A normal distribution has the property: $P(X>\mu+/-3\sigma)=1-99.71$
What is the probability $P(X>\mu+/-3\sigma)$ for an arbitrary distribution? (Is it actually possible to have some general rule for an abitrary distribution? I read somewhere that $88.8\%$ of all values lie in the range $(\mu+/-3\sigma)$. Probably this is totally nonsense.)
Thanks!
It is true. This is a consequence of the Chebyshev Inequality.
This says that if $X$ is a random variable that has a mean $\mu$ and a variance $\sigma^2$, then $$\Pr(|X-\mu|\ge k\sigma)\le \frac{1}{k^2}.\tag{1}$$
Let $k=3$. Then from (1) we obtain that $$\Pr(|X-\mu|\le 3\sigma) \ge 1-\frac{1}{9}.$$ This is the $88.8\%$ that you quoted.

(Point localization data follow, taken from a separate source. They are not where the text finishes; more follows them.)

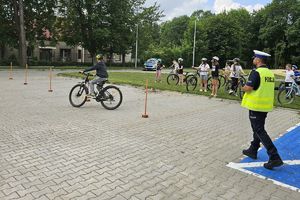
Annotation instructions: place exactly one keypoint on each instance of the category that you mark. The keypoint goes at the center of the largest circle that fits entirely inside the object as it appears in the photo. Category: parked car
(150, 64)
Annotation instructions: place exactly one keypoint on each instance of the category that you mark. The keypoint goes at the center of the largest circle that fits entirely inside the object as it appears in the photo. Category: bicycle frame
(294, 87)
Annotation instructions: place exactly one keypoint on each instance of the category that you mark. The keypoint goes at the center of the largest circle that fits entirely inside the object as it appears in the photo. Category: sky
(175, 8)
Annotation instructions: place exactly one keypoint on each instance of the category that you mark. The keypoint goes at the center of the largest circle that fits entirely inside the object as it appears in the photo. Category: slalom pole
(26, 74)
(50, 78)
(145, 115)
(10, 73)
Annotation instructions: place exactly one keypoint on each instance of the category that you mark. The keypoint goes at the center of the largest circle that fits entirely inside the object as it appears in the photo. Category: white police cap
(261, 54)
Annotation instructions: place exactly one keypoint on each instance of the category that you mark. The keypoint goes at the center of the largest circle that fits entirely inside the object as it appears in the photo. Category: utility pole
(19, 19)
(194, 48)
(136, 45)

Note that the Inequality says that the probability is at least $88.8\%$. In the case of the normal, it is far more than that, and one can come up with examples in which with probability $100\%$ a random variable lies within $3$ standard deviation units of the mean.
Note also that some distributions (and even useful ones) have a mean but not a variance, or have neither mean nor variance. (The requisite integrals, or sums, diverge.)